Par exemple, il se pourrait que je devienne cet « homme jeune et charmant, délicat et sincère, sympathique et patient, prévenant et soucieux de rendre service, pondéré, aimable et souriant, d’une humeur égale et de bonne foi, ne critiquant rien ni personne, religieux et sobre, au langage châtié et aux pensés simples, sportif, hygiène de vie irréprochable, aime les animaux, le jardinage, Julio Iglésias et Luis Mariano, le fromage en faisselle et l’izarra vert, les cailloux polis, les tortues de Brenne, les Fiorettis de St François et les mémoires de De Gaulle. »,
ou encore
« taciturne et assez borné, je n’aime pas grand monde et je mords facilement si l’on m’emmerde. J’en ai rien à foutre de l’opinion d’autrui sauf si elle est bonne à mon égard et encore suivant de qui il s’agit. j’aime pas les cons, surtout en bandes organisées et à partir de trois personnes je déteste la foule. Je ne vais pas aux anniversaires de mariage, ni aux mariages eux-mêmes, pas plus qu’aux communions. J’aime les gens une fois pour toute et c’est ainsi. Pour ceux que j’aime pas c’est pas grave, je m’en fous, même si parfois il y en a qui arrivent à me faire changer d’avis à leur sujet .J.S.Bach m’emmerde en général mais si c’est avec toi j’adore.
J’aime bien le boudin aux pommes et rester au lit pour bouquiner, seul ou à deux mais là je bouquine moins. »
La servante tend l’habit de l’Enfant qui sort du bain. Il y a mille ans, un geste ordinaire resté en ocre et poussière sur un mur d’une petite chapelle (Vienne 2008)

Et parfois les reflets rendent folle la perception sans qu’un trucage quelconque soit nécessaire (Vienne 2008)

Bien sûr, j’écris là une lettre, enfin une suite de lettres qui font mots et en principe sens. Encore qu’à cette heure et avec la musique de Bregovic dans mes oreilles, je ne sais plus trop si je ne suis pas entre deux collines en train de regarder un âne brouter au milieu d’une voie ferrée un bouquet de mariée enrubanné malgré ses chardons. Et ces voix qui se heurtent et s’enroulent comme des mèches de cheveux dans le vent d’un écho dissonant d’un chœur de femmes. La grosse caisse va régler tout cela et quelques cuivres s’y mettront aussi, pour faire taire ces rudiments de mélancolie qu’une flûte et un tambour de vachers avaient pu allumer. La sarabande n’est jamais loin au détour de clochettes et de souffles amoureux. Un ruisseau : tout coule, panta rei ! Héraclite au tableau et les ânes seront bien gardés.

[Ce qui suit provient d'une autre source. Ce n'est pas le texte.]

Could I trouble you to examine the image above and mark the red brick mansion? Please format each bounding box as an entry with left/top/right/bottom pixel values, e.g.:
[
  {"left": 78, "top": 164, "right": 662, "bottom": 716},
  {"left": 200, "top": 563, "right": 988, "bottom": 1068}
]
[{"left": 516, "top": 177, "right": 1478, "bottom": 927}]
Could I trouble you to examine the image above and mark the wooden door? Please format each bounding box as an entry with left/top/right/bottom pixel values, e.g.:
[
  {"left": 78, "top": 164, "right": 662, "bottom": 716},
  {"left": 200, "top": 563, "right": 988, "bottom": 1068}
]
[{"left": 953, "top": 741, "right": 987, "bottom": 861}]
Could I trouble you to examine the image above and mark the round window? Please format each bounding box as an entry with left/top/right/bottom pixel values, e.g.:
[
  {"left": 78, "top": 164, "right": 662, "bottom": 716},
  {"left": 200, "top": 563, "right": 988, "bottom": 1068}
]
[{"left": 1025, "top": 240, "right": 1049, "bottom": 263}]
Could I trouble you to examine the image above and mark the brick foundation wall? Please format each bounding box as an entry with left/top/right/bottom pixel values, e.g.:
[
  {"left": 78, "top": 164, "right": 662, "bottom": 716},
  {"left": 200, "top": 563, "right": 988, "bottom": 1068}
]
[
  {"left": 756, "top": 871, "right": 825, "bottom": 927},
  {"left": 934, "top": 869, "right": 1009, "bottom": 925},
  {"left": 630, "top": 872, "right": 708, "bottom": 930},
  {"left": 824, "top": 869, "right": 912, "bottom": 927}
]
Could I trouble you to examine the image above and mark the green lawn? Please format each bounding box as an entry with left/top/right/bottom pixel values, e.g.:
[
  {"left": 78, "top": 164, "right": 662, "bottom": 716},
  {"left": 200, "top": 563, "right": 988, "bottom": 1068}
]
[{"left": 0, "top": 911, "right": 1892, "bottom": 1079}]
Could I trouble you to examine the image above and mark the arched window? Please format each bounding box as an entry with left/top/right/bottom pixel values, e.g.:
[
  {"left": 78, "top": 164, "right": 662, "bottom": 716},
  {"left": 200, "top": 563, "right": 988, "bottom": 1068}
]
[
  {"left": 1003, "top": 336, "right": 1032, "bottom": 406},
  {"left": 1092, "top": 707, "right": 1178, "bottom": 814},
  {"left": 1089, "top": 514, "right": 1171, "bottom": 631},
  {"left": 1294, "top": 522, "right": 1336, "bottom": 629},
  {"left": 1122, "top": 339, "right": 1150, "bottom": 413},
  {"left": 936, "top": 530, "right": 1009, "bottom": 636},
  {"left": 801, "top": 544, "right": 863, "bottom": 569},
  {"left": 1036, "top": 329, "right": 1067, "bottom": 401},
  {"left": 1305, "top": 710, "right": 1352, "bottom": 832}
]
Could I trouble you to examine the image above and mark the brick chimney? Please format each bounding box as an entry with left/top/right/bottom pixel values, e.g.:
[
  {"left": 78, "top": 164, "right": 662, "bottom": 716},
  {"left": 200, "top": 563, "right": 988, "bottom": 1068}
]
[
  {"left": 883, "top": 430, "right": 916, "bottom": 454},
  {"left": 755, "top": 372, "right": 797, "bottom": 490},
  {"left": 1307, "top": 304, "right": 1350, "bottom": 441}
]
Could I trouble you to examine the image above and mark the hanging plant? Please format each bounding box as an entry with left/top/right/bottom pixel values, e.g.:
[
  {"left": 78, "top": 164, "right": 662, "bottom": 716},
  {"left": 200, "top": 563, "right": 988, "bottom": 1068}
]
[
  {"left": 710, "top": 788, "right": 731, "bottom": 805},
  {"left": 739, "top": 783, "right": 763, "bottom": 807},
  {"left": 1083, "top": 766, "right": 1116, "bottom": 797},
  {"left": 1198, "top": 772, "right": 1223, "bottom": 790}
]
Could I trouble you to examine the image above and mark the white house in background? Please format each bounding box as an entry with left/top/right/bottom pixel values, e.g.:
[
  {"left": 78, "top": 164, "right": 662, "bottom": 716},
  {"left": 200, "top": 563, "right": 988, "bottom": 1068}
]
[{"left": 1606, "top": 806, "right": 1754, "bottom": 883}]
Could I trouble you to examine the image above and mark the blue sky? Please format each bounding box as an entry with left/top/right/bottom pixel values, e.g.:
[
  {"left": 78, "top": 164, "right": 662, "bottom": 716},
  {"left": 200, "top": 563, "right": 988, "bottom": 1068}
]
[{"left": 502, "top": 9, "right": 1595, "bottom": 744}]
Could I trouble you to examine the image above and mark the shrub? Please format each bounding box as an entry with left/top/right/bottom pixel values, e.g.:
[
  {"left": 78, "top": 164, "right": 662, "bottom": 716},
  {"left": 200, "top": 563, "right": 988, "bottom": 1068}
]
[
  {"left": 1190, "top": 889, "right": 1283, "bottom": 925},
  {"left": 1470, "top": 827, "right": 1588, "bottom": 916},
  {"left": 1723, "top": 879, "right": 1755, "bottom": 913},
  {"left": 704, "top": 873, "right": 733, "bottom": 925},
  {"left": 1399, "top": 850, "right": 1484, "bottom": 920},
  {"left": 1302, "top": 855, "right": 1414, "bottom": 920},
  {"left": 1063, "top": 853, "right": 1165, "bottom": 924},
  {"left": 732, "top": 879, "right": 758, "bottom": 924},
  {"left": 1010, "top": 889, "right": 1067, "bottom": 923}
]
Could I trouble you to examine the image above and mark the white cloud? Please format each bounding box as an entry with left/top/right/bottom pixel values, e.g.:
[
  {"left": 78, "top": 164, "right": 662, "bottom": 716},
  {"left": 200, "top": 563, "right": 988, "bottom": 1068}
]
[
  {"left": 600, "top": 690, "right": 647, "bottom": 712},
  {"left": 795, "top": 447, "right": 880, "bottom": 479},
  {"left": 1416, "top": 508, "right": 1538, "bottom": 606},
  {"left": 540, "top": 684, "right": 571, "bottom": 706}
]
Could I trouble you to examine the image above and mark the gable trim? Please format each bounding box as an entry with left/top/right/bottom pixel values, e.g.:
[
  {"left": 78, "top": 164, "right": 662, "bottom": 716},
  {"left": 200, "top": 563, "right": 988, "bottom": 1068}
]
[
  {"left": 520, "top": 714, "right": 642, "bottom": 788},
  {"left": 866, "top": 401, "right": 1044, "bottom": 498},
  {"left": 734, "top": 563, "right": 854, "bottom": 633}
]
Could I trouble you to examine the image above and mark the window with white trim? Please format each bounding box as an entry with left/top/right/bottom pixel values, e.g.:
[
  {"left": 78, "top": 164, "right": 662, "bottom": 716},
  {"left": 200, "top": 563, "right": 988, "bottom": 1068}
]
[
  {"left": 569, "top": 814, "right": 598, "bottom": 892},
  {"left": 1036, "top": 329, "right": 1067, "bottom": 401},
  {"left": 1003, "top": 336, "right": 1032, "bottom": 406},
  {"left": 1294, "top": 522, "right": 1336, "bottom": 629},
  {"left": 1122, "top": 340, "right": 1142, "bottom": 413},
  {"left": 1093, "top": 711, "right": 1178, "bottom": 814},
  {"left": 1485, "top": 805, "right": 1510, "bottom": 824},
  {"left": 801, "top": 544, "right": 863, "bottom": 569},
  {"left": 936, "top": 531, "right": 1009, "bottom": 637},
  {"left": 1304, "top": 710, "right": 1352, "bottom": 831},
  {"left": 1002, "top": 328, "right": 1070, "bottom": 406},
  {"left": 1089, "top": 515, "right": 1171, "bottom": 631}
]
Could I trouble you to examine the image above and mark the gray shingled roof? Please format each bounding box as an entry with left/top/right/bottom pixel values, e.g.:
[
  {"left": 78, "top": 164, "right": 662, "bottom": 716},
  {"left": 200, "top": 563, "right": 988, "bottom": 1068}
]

Décidément, ces lettres et ces mots n’arrivent pas à trouver un semblant de discipline. Seule certitude : j’écris mais sans avoir l’itinéraire bien envisagé. J’écris sans filet, sans horizon, juste dans la nuit, pour être peut-être plus près, plus loin, pas loin, tout près. Les reprises s’enflent en tons majeurs et de lourdes voix graves encadrent le cri de fête jailli de la gorge de ces femmes des balkans. L’une d’elle envole des mots inconnus vers des aigus de feu et la terre sourit ébahie de tendresse, sous cette mélodie et les canailleries des tubas surgissant sans aucun à propos.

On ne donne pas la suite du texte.